Files 100 MB or larger are automatically uploaded using multipart chunked upload. No configuration is needed; the action handles this transparently.

Release Workflow Tips

Tip	Why it helps
Use `version: staging` for pull request or release-candidate validation.	Keeps production policy reserved for approved releases.
Archive the protected output and AppTego job ID.	Makes support, audit, and release rollback easier.
Avoid parallel protection jobs beyond your plan limit.	Prevents avoidable `429` responses.
Run smoke tests against the protected artifact.	Confirms the released app, not just the original build, behaves correctly.
Keep secrets out of command output.	Prevents automation keys from appearing in logs.

Troubleshooting

Timeout

Increase the timeout input if protection jobs time out. Larger apps and iOS artifacts may need more time.

Authentication Failure

Verify your APPTEGO_API_KEY secret is correctly formatted as key_id:key_secret and the key is active in the AppTego Portal.
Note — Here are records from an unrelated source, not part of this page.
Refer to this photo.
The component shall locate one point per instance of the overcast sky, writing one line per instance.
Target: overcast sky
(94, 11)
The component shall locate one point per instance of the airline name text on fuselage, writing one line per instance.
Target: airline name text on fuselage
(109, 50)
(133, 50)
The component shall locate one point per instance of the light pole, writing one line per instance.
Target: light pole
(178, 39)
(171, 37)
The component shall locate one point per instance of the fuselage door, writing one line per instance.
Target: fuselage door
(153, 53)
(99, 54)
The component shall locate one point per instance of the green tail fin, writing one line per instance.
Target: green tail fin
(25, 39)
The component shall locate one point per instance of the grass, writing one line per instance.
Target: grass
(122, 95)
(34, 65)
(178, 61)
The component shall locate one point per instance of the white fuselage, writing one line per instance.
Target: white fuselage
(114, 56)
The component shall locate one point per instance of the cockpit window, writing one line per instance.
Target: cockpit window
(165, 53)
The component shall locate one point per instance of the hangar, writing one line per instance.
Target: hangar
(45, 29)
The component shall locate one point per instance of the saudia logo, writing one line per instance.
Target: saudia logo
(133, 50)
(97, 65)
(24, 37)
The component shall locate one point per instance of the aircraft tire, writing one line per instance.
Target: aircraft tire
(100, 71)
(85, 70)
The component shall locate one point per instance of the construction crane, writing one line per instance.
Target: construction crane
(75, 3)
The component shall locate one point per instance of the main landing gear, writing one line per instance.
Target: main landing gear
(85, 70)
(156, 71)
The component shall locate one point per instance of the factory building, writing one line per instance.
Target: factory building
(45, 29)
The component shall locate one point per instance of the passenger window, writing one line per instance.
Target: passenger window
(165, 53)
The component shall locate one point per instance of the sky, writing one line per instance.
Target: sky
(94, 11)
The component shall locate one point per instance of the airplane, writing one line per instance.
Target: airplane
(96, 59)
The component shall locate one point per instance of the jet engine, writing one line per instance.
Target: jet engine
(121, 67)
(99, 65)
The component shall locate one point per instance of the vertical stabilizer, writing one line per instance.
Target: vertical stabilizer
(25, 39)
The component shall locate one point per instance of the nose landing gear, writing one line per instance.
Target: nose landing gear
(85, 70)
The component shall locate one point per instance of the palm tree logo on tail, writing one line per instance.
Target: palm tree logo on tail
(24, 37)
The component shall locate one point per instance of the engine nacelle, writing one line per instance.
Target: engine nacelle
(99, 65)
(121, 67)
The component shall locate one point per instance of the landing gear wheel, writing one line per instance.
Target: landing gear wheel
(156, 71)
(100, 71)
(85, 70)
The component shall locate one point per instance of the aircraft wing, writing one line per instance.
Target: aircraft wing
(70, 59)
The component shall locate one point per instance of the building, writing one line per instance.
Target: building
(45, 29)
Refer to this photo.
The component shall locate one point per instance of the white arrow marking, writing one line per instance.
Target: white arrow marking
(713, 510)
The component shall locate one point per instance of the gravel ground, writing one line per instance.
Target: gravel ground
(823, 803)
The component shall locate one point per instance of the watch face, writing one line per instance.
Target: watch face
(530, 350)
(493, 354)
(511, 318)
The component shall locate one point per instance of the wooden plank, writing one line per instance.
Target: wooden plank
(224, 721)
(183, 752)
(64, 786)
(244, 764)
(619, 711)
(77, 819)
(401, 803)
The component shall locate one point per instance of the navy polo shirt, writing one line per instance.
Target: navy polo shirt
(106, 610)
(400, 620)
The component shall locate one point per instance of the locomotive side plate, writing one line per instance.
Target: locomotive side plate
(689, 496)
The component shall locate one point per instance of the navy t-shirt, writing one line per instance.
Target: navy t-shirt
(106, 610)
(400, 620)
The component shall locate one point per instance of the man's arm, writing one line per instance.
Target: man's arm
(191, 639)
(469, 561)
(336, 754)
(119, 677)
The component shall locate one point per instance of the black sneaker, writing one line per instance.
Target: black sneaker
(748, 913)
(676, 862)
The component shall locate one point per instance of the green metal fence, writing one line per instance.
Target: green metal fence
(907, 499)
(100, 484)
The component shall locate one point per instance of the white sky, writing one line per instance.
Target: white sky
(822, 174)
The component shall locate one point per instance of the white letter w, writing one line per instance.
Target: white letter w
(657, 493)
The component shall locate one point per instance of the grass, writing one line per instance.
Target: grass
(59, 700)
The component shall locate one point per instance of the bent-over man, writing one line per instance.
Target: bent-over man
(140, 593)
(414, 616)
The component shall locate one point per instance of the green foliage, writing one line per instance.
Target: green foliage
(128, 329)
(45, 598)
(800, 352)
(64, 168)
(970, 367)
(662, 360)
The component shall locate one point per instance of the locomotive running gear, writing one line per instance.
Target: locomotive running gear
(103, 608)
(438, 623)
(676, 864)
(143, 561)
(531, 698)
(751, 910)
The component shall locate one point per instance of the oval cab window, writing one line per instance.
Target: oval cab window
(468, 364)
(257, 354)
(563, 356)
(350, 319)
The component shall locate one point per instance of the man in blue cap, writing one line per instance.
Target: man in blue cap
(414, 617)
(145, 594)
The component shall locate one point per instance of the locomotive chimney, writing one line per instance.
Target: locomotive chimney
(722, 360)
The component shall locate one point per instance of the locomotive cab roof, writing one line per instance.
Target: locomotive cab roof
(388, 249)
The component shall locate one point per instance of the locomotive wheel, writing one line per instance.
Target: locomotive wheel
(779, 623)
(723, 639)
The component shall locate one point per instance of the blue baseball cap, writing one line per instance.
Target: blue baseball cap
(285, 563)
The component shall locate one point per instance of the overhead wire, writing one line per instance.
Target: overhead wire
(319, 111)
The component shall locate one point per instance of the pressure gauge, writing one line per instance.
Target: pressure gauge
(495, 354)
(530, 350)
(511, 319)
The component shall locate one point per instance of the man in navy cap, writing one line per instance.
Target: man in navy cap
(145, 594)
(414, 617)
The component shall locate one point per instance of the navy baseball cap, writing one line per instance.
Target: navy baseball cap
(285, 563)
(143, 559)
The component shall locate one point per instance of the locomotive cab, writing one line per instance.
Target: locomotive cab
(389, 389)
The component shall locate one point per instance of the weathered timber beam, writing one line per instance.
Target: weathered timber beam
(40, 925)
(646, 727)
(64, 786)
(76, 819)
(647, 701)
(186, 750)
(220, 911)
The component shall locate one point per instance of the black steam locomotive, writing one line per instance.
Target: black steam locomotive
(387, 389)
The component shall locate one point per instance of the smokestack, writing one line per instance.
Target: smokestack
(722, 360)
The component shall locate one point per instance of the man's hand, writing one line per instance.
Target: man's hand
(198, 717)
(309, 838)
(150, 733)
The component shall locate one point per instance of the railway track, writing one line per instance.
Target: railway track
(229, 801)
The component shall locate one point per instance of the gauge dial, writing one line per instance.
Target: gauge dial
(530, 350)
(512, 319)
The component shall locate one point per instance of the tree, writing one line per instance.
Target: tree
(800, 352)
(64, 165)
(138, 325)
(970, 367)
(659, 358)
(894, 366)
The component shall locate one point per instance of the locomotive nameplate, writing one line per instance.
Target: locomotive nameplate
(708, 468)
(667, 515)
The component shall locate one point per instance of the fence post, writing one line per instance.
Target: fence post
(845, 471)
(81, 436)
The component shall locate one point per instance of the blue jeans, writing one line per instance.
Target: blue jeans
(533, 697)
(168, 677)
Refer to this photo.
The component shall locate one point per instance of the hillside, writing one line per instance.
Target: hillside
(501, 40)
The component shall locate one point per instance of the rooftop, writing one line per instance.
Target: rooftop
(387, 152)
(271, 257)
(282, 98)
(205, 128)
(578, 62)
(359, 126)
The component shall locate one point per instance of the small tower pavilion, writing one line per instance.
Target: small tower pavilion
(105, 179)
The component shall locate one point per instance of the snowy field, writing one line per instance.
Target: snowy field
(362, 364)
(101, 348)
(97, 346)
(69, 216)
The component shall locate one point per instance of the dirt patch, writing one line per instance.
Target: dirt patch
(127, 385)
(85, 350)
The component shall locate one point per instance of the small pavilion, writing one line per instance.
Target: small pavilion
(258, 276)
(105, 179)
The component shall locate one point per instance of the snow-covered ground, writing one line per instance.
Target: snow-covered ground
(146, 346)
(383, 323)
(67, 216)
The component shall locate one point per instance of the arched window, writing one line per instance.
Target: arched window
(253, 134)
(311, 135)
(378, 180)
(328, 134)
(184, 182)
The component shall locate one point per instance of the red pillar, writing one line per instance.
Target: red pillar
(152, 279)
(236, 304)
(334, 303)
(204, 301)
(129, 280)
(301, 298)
Unsupported File Extension

For platform: android, the action expects an .apk file. For platform: ios, it expects an .ipa file. Use the Automation API for Android .aab files.

Build Limit Exceeded

If you get a 429 error, you've hit your concurrent build limit. Ensure previous builds have completed before starting new ones and avoid parallel protection jobs.

Artifact Not Found

Confirm the mobile build step produced the file at file-path, and that the path is relative to the working directory used by the protection step.